There is nothing easy about deciding to make the journey to Libya, a country at war, and then to put your life at risk on an overcrowded boat in the Mediterranean Sea such as the 20m long run down fishing boat that we recently rescued packed with 487 people. By creating this hierarchy of desperation, European states created a narrative whereby those seeking safety and opportunity are a security risk and providing them with assistance is an act of charity that has its limits.

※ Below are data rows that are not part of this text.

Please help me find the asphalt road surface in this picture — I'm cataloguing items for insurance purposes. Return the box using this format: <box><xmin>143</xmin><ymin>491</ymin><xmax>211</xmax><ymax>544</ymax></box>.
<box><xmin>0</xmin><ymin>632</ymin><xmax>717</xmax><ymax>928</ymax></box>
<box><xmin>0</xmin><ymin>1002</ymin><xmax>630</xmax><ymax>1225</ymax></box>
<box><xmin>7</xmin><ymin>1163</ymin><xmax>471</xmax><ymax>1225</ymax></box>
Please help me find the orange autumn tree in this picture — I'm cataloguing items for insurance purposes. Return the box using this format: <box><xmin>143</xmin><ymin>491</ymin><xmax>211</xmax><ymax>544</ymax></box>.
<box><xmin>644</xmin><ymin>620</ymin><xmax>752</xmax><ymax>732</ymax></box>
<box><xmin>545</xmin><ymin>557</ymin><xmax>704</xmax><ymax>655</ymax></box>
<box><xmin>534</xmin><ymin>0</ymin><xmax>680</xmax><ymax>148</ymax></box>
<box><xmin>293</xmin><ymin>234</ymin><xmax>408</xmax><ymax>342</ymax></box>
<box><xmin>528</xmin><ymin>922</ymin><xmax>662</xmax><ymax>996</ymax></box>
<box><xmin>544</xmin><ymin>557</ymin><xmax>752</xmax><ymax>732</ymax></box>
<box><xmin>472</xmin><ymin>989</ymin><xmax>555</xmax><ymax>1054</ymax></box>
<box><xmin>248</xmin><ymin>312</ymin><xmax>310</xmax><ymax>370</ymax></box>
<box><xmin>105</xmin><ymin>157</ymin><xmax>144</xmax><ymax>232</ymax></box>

Clearly, no political willingness exists in Europe to carry the legal responsibility to provide protection and assistance for people in distress calling for help in the waters just off European shores. Instead, European states have demonstrated a united political will to focus on the boats rather than those who are on the boats.
In May 2015, MSF launched a search and rescue programme in the Mediterranean in the absence of a willingness from European states to save the lives of people caught on boats in distress. MSF loudly called for European states to take their responsibility to provide search and rescue capacity and to provide safe alternatives for people to enter Europe without having to resort to smuggling networks. Based on our experiences of the past few weeks in rescuing thousands of people in distress at sea, we can only condemn the twisted logic of launching military operations against smugglers while still failing to provide legal alternatives – essentially entrapping and leaving stranded thousands of people in a life-threatening situation in Libya, a country at war. Not only is Libya facing a violent conflict, but the ability of organisations like MSF to provide humanitarian assistance within Libya has become increasingly difficult. We have no ability to reach those that European states have decided to leave trapped.
By continuing on this path, European states will participate in the cycle of abuse and violence that is a hallmark of these long perilous journeys.
We often hear horrific stories from our patients about what they endure during their journey to Europe. Many have fled war. They have left Syria after their homes were destroyed, or after their communities were attacked.
Others have fled from situations in which they were unable to provide for their families and are seeking opportunities to work and send money back home.
Whatever the reason for leaving their homes, the decision was never an easy one and the journey never simple and safe.
The people I gave medical care to after rescue had crossed the desert, they explained that it was a journey of often more than two months; in overloaded pick-up trucks and that they were often badly treated. An eight-month pregnant woman was pushed in the fishing boat and had fallen on her belly; luckily her baby was still alive. A mother accompanied by her four children had two fingers crushed during the journey. Most of the men we rescued were heavily infected with scabies, due to the lack of hygiene in the places of detention in Libya.
Many people have been locked up in prisons with hardly any food or water, mistreated, beaten up, and raped. Instead of finding safety, people are being forced by European policies to re-live their nightmare all over again.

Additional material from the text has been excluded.